# Adsense Alternative für "Erotikseite"



## ByeBye 182971 (22. September 2008)

Hallo,

vorneweg: Ich habe keine wirklich passende Kategorie im Forum gefunden, habe gesucht und die meisten mit ähnlichen Fragen haben hier rein geschrieben.

Meine Frage ist, welche guten Alternativen es zu Google Adsense gibt. Ich suche schon länger etwas geeignetes, kenne mich aber einfach nicht genug aus.

Meine Seite (ein Erotikforum) , in dem über Sex und so gesprochen wird, hat natürlich leicht erotischen Inhalt. Nun verbietet Adsense jeden erotischen Inhalt.

Ich suche jetzt quasi eine Alternative zu Adsense, die ähnlich gut vergütet und ähnlich viele (oder sogar mehr) Möglichkeiten bietet der Werbeeinblendung.

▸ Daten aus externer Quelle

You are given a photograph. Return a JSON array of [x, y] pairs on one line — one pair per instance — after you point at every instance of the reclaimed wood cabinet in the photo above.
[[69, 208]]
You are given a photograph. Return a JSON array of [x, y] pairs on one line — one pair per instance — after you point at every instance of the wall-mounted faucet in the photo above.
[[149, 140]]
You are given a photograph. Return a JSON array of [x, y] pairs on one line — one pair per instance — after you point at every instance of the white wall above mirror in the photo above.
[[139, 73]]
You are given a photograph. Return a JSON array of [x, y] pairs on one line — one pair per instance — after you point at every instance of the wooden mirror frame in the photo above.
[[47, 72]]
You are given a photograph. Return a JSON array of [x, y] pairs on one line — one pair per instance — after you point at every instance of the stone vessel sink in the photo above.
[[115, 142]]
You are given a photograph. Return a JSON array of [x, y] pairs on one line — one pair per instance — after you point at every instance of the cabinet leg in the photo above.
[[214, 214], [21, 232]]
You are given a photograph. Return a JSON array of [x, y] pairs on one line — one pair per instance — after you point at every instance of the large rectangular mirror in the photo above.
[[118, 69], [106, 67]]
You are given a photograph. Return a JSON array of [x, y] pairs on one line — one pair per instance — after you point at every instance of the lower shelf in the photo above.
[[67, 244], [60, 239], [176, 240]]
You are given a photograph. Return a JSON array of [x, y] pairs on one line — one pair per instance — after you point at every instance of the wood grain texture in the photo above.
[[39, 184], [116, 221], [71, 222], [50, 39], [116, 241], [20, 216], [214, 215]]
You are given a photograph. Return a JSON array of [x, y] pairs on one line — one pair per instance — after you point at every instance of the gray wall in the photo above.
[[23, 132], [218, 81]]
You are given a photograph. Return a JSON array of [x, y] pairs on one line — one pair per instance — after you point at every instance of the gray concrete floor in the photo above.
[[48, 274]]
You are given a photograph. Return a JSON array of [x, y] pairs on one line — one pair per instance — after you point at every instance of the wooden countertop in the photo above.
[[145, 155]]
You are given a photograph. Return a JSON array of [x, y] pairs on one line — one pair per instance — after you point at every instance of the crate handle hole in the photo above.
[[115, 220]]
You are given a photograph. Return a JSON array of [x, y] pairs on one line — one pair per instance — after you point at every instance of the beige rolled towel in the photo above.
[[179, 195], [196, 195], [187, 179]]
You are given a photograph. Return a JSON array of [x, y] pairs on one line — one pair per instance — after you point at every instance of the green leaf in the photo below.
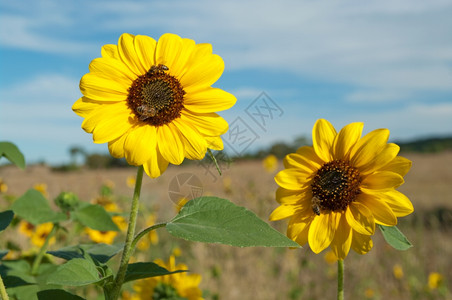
[[12, 153], [76, 272], [142, 270], [216, 220], [96, 217], [100, 252], [395, 237], [57, 294], [5, 218], [33, 207]]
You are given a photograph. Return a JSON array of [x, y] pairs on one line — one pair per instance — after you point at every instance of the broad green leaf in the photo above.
[[216, 220], [95, 217], [12, 153], [395, 237], [33, 207], [142, 270], [76, 272], [14, 281], [100, 252], [5, 218], [57, 294]]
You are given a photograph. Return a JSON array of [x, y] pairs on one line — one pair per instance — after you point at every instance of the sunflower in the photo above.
[[177, 286], [152, 101], [337, 190]]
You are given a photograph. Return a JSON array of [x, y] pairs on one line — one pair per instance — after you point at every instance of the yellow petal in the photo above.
[[209, 100], [108, 122], [203, 72], [367, 148], [116, 147], [346, 139], [360, 218], [342, 239], [399, 165], [388, 154], [98, 88], [145, 49], [290, 197], [292, 179], [361, 243], [398, 202], [138, 142], [169, 48], [310, 157], [283, 212], [381, 211], [383, 180], [323, 135], [83, 107], [113, 69], [129, 56], [170, 144], [156, 165], [194, 144], [214, 142], [322, 230], [110, 51], [208, 124], [298, 227]]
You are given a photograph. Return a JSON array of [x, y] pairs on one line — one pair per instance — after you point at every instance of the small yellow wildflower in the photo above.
[[3, 186], [178, 285], [131, 181], [270, 163], [434, 280], [26, 228], [42, 188], [39, 236], [397, 271]]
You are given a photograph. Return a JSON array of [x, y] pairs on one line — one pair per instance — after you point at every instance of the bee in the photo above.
[[157, 68], [146, 112], [315, 204]]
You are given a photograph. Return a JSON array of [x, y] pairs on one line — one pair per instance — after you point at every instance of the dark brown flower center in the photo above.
[[335, 186], [156, 97]]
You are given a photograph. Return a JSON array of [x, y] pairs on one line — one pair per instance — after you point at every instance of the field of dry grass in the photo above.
[[266, 273]]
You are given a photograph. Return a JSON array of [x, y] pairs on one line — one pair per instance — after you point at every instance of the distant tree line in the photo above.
[[79, 157]]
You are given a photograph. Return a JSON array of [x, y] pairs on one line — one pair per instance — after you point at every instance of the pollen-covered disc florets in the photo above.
[[336, 185], [156, 97]]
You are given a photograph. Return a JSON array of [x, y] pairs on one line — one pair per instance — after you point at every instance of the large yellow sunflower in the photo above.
[[152, 101], [337, 190]]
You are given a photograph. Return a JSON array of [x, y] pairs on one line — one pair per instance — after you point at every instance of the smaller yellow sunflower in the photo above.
[[337, 190], [174, 286]]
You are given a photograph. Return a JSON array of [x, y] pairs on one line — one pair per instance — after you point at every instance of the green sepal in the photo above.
[[142, 270], [12, 153], [216, 220], [395, 237]]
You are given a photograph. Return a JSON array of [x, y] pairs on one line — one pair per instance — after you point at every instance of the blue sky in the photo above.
[[386, 63]]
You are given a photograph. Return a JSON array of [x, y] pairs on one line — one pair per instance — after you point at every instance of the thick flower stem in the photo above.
[[42, 251], [3, 294], [340, 280], [114, 292]]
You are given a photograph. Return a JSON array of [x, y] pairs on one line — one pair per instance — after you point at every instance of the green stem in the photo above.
[[340, 280], [42, 251], [3, 294], [143, 233], [112, 293]]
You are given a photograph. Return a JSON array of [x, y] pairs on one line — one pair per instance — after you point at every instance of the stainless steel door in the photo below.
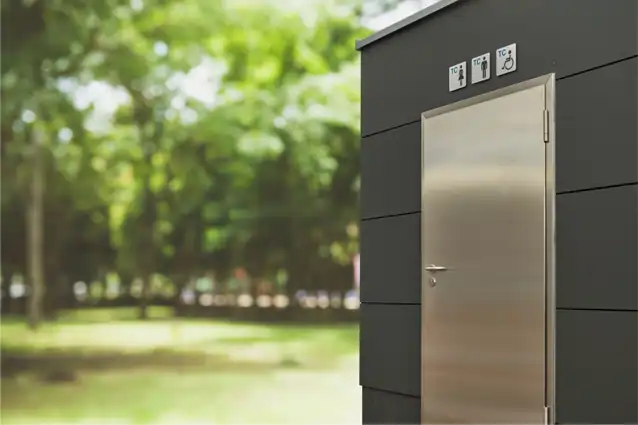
[[485, 351]]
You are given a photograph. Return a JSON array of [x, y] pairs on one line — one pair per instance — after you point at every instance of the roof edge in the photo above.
[[441, 4]]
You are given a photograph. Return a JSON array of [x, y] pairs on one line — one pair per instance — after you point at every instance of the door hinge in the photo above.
[[547, 419], [546, 126]]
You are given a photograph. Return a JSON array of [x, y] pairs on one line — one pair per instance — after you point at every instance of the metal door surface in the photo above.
[[487, 238]]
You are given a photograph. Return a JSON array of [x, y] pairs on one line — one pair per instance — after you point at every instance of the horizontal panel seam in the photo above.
[[593, 189], [390, 215], [564, 77], [396, 127], [394, 392], [600, 310], [595, 68]]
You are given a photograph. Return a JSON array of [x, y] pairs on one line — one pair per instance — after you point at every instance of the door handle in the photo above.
[[433, 269]]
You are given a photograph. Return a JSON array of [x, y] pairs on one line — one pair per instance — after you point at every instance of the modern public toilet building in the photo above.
[[499, 230]]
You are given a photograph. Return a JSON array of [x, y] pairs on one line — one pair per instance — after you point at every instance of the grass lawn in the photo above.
[[105, 368]]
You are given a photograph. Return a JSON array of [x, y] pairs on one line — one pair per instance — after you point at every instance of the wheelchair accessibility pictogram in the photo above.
[[509, 63]]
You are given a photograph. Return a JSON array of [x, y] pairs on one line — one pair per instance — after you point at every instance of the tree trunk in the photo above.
[[35, 233], [145, 297]]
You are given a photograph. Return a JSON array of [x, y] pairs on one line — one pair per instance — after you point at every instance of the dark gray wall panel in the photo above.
[[385, 408], [597, 367], [597, 249], [390, 343], [391, 172], [596, 131], [406, 73], [390, 259]]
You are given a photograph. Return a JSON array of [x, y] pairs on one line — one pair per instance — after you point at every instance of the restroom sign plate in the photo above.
[[457, 76]]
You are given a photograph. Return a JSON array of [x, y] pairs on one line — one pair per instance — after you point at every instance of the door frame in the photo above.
[[549, 83]]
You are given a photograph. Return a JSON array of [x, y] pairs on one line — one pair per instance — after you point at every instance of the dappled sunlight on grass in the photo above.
[[180, 372]]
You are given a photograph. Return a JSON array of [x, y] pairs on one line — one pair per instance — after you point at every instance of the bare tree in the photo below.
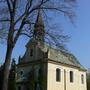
[[17, 17]]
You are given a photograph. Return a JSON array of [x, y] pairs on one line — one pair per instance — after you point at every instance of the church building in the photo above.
[[45, 68]]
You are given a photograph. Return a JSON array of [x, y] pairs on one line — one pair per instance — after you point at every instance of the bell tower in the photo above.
[[39, 32]]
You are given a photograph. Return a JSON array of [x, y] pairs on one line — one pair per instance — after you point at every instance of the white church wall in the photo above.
[[65, 83]]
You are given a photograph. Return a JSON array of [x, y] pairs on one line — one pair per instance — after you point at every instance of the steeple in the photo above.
[[39, 31]]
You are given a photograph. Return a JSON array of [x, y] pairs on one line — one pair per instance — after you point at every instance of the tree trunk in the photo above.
[[6, 67]]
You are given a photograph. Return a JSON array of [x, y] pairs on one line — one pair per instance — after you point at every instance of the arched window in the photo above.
[[31, 52], [21, 73], [19, 88], [58, 74], [71, 76], [82, 79]]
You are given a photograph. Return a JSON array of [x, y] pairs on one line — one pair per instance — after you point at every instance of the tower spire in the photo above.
[[39, 31]]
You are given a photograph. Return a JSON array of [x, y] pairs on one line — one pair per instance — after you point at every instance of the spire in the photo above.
[[39, 31]]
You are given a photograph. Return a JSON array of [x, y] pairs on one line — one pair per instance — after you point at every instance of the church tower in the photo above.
[[39, 32]]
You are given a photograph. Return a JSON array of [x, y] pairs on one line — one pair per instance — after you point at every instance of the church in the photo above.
[[45, 68]]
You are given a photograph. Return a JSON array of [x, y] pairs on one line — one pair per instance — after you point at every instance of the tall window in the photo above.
[[82, 79], [19, 87], [31, 52], [71, 76], [58, 74]]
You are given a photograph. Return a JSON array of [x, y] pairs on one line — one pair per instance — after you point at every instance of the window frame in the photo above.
[[82, 78], [71, 76], [58, 74]]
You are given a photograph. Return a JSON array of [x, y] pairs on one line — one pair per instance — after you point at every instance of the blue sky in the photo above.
[[79, 43]]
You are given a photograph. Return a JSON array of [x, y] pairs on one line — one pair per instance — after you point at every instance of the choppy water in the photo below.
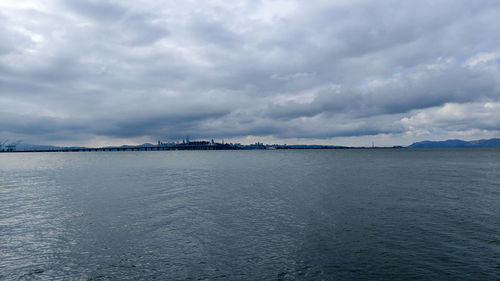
[[251, 215]]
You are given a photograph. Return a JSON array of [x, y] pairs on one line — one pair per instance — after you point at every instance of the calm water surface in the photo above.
[[251, 215]]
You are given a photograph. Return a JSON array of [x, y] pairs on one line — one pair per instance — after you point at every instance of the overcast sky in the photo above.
[[332, 72]]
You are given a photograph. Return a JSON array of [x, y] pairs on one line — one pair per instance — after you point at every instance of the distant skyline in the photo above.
[[98, 73]]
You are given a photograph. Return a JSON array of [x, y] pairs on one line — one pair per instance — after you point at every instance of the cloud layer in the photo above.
[[340, 72]]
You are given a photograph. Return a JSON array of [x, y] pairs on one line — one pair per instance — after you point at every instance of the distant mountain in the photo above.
[[456, 144]]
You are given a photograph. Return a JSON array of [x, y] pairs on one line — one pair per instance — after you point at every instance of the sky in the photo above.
[[297, 72]]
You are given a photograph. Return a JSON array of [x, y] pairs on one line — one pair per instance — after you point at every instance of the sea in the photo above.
[[367, 214]]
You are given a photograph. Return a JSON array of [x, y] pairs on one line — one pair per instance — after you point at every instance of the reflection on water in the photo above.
[[251, 215]]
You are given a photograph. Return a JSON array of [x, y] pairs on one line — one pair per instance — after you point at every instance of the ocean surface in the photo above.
[[251, 215]]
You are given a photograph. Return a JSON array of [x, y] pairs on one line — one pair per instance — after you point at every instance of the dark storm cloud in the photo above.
[[121, 69]]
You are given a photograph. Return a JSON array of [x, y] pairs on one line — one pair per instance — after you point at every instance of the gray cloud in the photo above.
[[77, 70]]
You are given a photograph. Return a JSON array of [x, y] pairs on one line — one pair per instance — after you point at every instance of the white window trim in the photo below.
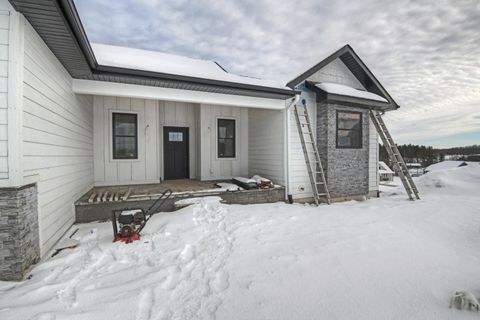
[[216, 138], [110, 135]]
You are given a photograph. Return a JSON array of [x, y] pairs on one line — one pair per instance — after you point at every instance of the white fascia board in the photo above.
[[147, 92]]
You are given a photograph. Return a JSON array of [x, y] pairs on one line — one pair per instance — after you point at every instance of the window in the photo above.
[[175, 136], [226, 138], [125, 139], [349, 130]]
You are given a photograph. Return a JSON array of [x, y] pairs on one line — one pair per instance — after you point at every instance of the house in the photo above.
[[445, 165], [386, 174], [76, 115]]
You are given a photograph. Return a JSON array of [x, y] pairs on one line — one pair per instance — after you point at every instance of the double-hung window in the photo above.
[[349, 129], [226, 138], [125, 136]]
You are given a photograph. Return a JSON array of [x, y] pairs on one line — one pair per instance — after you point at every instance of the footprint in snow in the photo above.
[[220, 282], [172, 279], [187, 254], [145, 304]]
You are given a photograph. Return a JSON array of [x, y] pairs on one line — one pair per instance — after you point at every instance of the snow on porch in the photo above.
[[386, 258]]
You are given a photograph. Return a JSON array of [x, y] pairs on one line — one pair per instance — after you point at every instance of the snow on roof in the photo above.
[[411, 164], [348, 91], [445, 165], [383, 168], [154, 61]]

Und meine Seite muss natürlich gegen keine Auflagen verstoßen.

Wäre cool, wenn mir jemand einen Tipp geben könnte.
Erlaubt Contaxe erotik?

Gruß suf*****


----------



## Alexander Schuc (22. September 2008)

Hi.



suf***** hat gesagt.:


> Erlaubt Contaxe erotik?



Contaxe FAQ - Wieso keine Adult Werbung

Scheinbar nicht. ^^

lg, Alex


----------



## ByeBye 182971 (22. September 2008)

Nein Alex, werbung von Erotikseiten will ich auch nicht, die Frage ist ob ich als Erotikseite werbung in meinen Content einbinden darf 

Kompliziert kompliziert^^


----------



## merzi86 (22. September 2008)

Darfst aber trotzdem nicht nutzen Welche Websites dürfen Contaxe nicht nutzen? schon beim 2. Punkt kommt Erotik - FSK 16 - Webseiten.


----------



## Alexander Schuc (22. September 2008)

Hehe genau.. falschen Punkt verlinkt.


----------



## ByeBye 182971 (23. September 2008)

okay danke ihr 2. dann fällt Contaxe eben raus 

Kennt ihr denn auch andere Alternativen?


----------